私の家の敷地内に教会があるのは、歴代家族のお墓があるためでした。「金持ちの墓は荒らされやすいから、自前で管理するんだよ」とヒューが教えてくれたことがあります。
ふだんあまり行かない邸の北側のよく日の当たる丘に、私の先祖の墓地はありました。お父様が亡くなられてそろそろ一年が経とうとしていたので、いろんな方の予定を調整して、ある冬の午後、追悼礼拝を行うことになりました。
礼拝には百名近い方が来て下さいました。遠い親戚、お父様のお知り合い、ヒューのお仕事関係の方、貴族のお付き合いとしてお呼びする方……。私が会ったことのない方も多く、社交下手の私は緊張しましたが、ヒューがいつも隣にいていろいろ教えてくれますので、私はとても助けられました。

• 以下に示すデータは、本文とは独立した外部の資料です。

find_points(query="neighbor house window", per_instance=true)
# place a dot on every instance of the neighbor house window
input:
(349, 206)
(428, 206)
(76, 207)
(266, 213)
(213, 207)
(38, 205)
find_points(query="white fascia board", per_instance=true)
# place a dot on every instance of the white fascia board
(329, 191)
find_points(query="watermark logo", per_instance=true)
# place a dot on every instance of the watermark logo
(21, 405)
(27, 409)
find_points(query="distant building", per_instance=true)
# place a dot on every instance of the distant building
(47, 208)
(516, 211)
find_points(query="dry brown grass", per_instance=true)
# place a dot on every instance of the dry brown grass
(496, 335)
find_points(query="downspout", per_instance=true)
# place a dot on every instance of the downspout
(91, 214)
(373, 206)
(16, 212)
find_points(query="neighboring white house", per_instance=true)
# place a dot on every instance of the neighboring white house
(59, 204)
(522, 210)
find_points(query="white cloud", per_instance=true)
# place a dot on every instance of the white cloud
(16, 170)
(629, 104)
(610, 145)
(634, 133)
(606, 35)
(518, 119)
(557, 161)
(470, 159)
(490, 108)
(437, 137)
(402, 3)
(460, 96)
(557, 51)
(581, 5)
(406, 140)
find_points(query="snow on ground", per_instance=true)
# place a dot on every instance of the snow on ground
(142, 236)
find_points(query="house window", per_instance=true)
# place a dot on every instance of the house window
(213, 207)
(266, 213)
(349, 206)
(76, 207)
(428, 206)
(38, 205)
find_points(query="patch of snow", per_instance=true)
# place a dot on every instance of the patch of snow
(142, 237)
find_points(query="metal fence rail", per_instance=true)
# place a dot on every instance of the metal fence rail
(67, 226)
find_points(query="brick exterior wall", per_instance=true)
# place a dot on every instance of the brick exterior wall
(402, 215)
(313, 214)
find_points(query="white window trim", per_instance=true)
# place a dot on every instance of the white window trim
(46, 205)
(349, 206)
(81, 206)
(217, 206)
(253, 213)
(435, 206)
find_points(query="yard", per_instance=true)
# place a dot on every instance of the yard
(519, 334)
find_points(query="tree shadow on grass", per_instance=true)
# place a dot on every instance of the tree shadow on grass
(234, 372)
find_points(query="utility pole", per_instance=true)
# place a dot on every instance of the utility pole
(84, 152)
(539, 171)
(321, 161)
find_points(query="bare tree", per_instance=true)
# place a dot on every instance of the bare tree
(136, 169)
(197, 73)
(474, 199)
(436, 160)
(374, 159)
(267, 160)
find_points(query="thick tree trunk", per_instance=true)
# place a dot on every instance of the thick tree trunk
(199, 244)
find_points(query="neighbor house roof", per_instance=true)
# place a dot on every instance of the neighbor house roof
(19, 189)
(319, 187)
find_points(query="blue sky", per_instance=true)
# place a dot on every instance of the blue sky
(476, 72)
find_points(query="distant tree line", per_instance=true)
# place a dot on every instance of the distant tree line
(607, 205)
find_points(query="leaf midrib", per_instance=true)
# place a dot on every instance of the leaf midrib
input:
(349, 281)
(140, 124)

礼拝が終わり、会食をして、食後のお茶でおもてなし……。私はかなりの疲労を感じましたが、何とかつつがなく終われそうかなと思った時でした。お客様のお見送りを終え、庭のベンチで休んでいる私に後ろから声をかける人がありました。
「サラお嬢さんだね?」
貴族のアクセントではないので、町の人だろうと思います。
「はい、そうですが」
私が振り向くと、そこにはあの少年のように黒いキャスケットをかぶった、でも大人の男の人が立っていました。礼拝に来た方ではないようで、庭師のような格好をしています。
「どなたですか」
メイド長のエマが私をかばうように前に立ち、その方に尋ねました。
「ちょっとそこのお嬢さんに用があるんで」
その方はニヤッと笑うと、例の差出人不明の白い封筒と同じ物を持って、顔の前でヒラヒラさせました。この人が差出人だったのかしら……。私はあまりの不安で、一気に顔から血の気が引くのがわかります。
「ずいぶんコケにしてくれたねえ。嘘だと思ったのかい?」
「いえ、それは……」
「金なら要らねえよ。もう別口から取ったからな」
その人はへへッと笑うと、私たちの方へ近づいてきました。エマがベンチから腰を上げた私をかばいながら後ずさるので、私もエマの肩に手を置いて、ゆっくり後ろへ下がります。ちょうど建物の陰で、人目に付かない場所でした。
「それより訊きたくねえかい? 例の秘密をさ。まあもう町に出りゃあ誰でも知ってることだからよ、あんたんとこの使用人にでも聞けばいいんだろうがね」
みんな知ってる……? 私は驚いて思わずエマの顔を見ました。エマは表情を変えないよう努めていましたが、一瞬ぎくりとしたように見えたので、私は悲しくなりました。私以外、みんな知ってる……。
「今から話してやるからよ。耳かっぽじってよく聞くんだね」
「結構よ。下がりなさい」
エマが気丈に言ってくれるのですが、この人にはちっとも堪えていないようでした。
「おいおい、俺は今日ここの招待客の連れで来たんだぜ? 勝手に追い返すのがこの家のマナーかい?」
「どこのどなたです」
「それは言えないね」
男の人は笑うと、さらに私たちのほうへ近づいてきます。
「あんたも年増だが、なかなかじゃねえか」
キッと怒ったエマにまでこの人が手を伸ばそうとするので、私はエマの手を引いて逃げようとしました。ちょうどその時、
「何の騒ぎだ?」
私たちの間にスッと割って入ってくれた人がいました。ヒューだ。ヒューはいつになく冷酷な表情で、この男性を見下ろしています。
私はヒューが来てくれてよかったと思いながら、ヒューの目の前で私たちの秘密が明かされることを恐ろしく思っていました。ヒューはエマに何事か囁いて下がらせたので、この場には、ヒューと私とこの男性の三人だけになりました。